At Hogwarts, Professor Sinistra was among the first to receive shipment crates of the new Astronomy textbooks. She flipped through them curiously, her eyes widening at the concise explanations and annotated star maps. The diagrams shimmered faintly when touched — layered with simple enchantments for night-time observation.

"The Weasley boy," she murmured. "He's rewritten the heavens."

In the staff room, the gossip was relentless. McGonagall maintained her composure, though her tone was clipped.

"The twins' brother, apparently," she told Sprout dryly.

"Brilliant, if somewhat… unnerving."

Sprout laughed. "Unnerving? You're saying that now? Just wait until the next letter arrives."

And indeed, by the next morning, another owl soared through the Great Hall, dropping a sealed envelope marked with both magical and Muggle insignias.

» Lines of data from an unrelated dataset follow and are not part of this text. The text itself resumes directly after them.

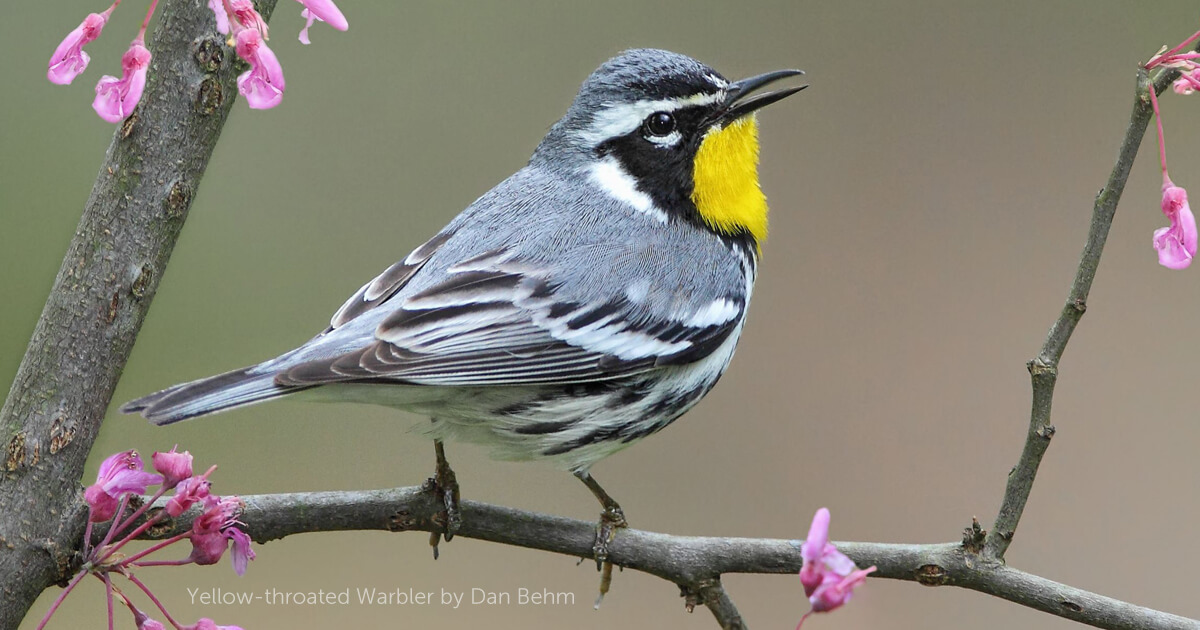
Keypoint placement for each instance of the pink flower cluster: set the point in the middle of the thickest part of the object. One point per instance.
(1176, 244)
(121, 478)
(829, 577)
(262, 84)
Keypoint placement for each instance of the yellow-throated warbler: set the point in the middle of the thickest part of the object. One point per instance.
(581, 305)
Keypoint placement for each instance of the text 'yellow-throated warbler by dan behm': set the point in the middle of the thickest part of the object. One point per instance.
(583, 304)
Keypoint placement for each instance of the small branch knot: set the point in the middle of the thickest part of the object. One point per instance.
(931, 575)
(973, 537)
(1039, 367)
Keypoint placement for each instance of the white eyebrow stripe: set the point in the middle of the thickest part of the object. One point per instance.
(613, 120)
(621, 185)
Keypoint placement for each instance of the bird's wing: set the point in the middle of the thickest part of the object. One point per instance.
(497, 321)
(385, 285)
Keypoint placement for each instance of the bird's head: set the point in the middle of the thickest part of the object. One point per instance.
(672, 137)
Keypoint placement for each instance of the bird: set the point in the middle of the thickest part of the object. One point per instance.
(581, 305)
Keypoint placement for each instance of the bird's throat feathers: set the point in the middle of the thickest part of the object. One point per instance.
(726, 180)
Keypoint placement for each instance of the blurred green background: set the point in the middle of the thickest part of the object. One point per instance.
(930, 196)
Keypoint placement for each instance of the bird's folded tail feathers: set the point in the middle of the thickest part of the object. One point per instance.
(229, 390)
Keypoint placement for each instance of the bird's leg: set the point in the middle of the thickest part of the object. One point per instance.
(611, 519)
(445, 485)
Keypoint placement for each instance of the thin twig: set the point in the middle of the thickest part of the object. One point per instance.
(1044, 367)
(695, 563)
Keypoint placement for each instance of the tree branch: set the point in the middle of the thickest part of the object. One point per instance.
(695, 563)
(100, 299)
(1044, 367)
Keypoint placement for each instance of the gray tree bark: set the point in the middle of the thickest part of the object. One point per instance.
(101, 295)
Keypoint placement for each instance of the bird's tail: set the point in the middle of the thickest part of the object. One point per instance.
(208, 396)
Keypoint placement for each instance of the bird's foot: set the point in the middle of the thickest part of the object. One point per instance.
(445, 487)
(611, 520)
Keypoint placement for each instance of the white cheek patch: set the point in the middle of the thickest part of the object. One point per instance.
(664, 142)
(621, 185)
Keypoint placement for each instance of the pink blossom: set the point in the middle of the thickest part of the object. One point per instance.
(323, 11)
(115, 99)
(1176, 244)
(213, 531)
(217, 9)
(240, 553)
(187, 492)
(119, 474)
(247, 17)
(69, 59)
(263, 83)
(173, 466)
(1187, 83)
(829, 577)
(145, 623)
(209, 624)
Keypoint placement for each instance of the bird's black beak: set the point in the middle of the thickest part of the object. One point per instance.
(739, 102)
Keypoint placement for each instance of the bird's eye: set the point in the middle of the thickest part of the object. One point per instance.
(659, 124)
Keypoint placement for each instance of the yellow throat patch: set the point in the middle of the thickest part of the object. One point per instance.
(726, 175)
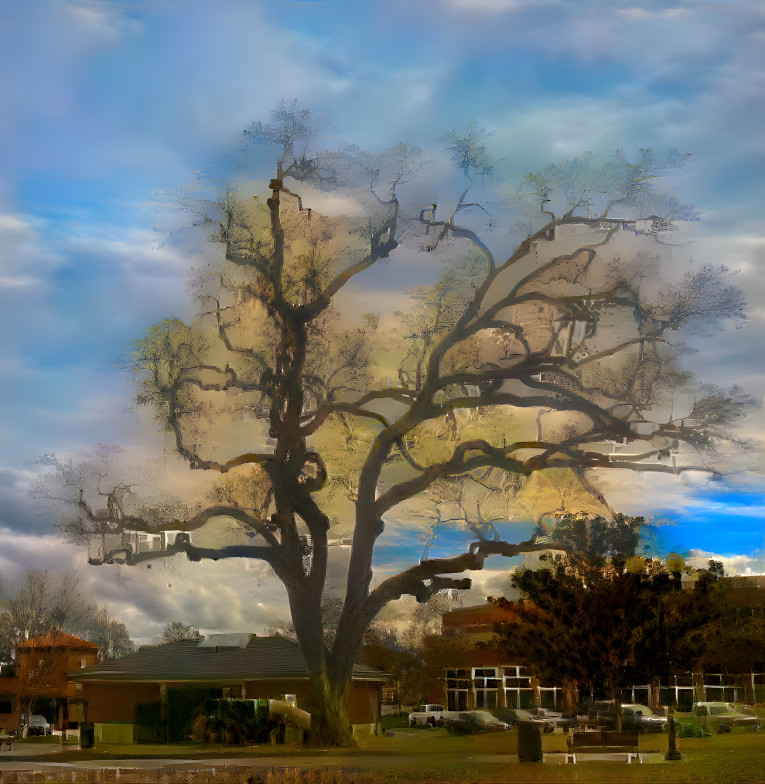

Dumbledore opened it at breakfast, scanning the parchment silently. His expression shifted — amusement first, then calculation.

"He's not stopping," he said quietly to McGonagall.

"Should he?" she asked.

Dumbledore smiled faintly. "No. The world changes only when someone refuses to wait for permission."

He set the letter aside and looked out through the enchanted windows of the Great Hall — toward the rising sun.

That evening, far from Hogwarts, Ron sat beneath a flickering lamp, exhausted but content. His desk was littered with diagrams of lenses, half-broken camera shots, pages of notes.

For the first time since his arrival in this world, he felt as though his knowledge, his two lives, and his impossible System were all beginning to align.

He whispered to himself, "To build a bridge, you start with the first stone."

And Mr. Stark hooted softly, as if agreeing with him — the low melodic sound echoing like the first note of a symphony yet to be written.